Przyszło dwóch majstrów – jeden od roboty, a drugi … to chyba tego pierwszego szef, bo nic nie robił 🙂 W każdym razie założenie progu okazało się bardziej przewlekłe, niż sądzili. Robota się nieco przedłużyła. Wykorzystując czas rozmawialiśmy o tym i tamtym – ale głównie na temat remontów. Po wszystkim szefo stwierdził, że teraz mogę zamieszkać w swoim lokalu. Więc mu powiedziałem, że ten oraz inny lokal w tym budynku (robili w sumie 2 progi u mnie) należą do kogoś innego; a ja będę zarządzał wynajmem tych mieszkań.
Majster skupiał się na swojej robocie, ale szefo zapytał, czym dokładnie się zajmuję? Odpowiedziałem, że zarządzam lokalami na wynajem dla osób trzecich. A akurat te 2 lokale robiłem dla Klienta, jako dodatkową usługę, od stanu deweloperskiego „pod klucz”. Powiedziałem, że teraz, gdy mieszkanie jest gotowe, zrobię ofertę i zacznę szukać odpowiedniego lokatora. A później będę zajmował się wszystkim, czym musiałby się zająć właściciel nieruchomości. Szefo zdziwił się nieco i powiedział, że
przecież nie ma problemu z wynajmem, bo w Polsce brakuje mieszkań
Gdzie leży problem
Jak najbardziej zgodziłem się z moim rozmówcą, że z wynajmem nie ma żadnego problemu. Problemy są z ludźmi!! Twój sukces zależy od tego, jak sobie dajesz radę z ludźmi (klientami, lokatorami, najemcami, wspólnikami, kontrahentami, podwładnymi, …). To TY określasz, czy wynajem dla Ciebie będzie fajny, czy też kiepski. To Twoje umiejętności, jako przedsiębiorcy, czy inwestora, regulują Twój biznes; obojętnie czym by on nie był.
Zauważ, że osoby, które nie panują nad innymi, w biznesie się nie sprawdzają. Co za problem wynająć mieszkanie? Praktycznie żaden! Ale prawdziwym wyzwaniem dla wynajmującego jest prowadzenie wynajmu w taki sposób, aby maksymalizować zyski i minimalizować ryzyko strat i aby w tym samym czasie obie strony (właściciel i lokator) były usatysfakcjonowane.
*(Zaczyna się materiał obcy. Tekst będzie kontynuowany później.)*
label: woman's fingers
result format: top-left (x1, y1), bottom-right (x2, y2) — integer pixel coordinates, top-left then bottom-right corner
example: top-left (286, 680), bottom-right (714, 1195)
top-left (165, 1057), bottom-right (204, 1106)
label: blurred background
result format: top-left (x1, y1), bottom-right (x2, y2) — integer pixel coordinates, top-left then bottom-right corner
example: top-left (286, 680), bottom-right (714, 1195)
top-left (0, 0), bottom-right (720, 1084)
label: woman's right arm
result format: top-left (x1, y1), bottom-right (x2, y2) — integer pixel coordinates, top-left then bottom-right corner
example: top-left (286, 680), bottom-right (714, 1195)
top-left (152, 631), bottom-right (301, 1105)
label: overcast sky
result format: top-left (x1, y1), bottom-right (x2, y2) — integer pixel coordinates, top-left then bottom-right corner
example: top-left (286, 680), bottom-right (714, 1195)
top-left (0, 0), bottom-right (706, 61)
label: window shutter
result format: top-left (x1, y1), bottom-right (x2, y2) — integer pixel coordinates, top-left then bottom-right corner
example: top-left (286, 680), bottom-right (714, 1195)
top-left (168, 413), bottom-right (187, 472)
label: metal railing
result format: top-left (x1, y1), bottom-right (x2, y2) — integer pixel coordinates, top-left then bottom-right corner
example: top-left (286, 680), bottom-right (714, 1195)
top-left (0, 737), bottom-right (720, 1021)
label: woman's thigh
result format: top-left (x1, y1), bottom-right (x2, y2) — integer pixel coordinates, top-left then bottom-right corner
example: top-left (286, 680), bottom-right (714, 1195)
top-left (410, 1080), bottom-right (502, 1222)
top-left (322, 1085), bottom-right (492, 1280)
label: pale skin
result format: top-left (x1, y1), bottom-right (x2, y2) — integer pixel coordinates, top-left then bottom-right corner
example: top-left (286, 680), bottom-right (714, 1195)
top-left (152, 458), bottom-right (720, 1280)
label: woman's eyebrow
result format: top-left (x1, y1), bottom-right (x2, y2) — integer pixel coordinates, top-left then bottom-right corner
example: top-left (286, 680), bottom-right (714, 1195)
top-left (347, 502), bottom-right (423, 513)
Co? Nie da się zadowolić wszystkich? Ależ jak najbardziej da się; tylko trzeba wiedzieć jak?
Nie widzę problemu
Wielu właścicielom nieruchomości na wynajem wydaje się, że to nic takiego wynająć mieszkanie. Ale to jest biznes, jak każdy inny. A każdy typ biznesu rządzi się swoimi prawami, które trzeba znać; inaczej można ponieść porażkę. Ale nader wszystko to głównie umiejętności biznesmena przyczyniają się do jego sukcesu. I o dziwo, czy jest to wynajem zwykłej kawalerki, czy kierowanie potężną korporacją, to te same umiejętności (np. negocjacyjne) przywódcy/lidera określają cel, do którego dąży; a cel określa wynik, który może przyjąć 2 formy: „wygra” lub „przegra”.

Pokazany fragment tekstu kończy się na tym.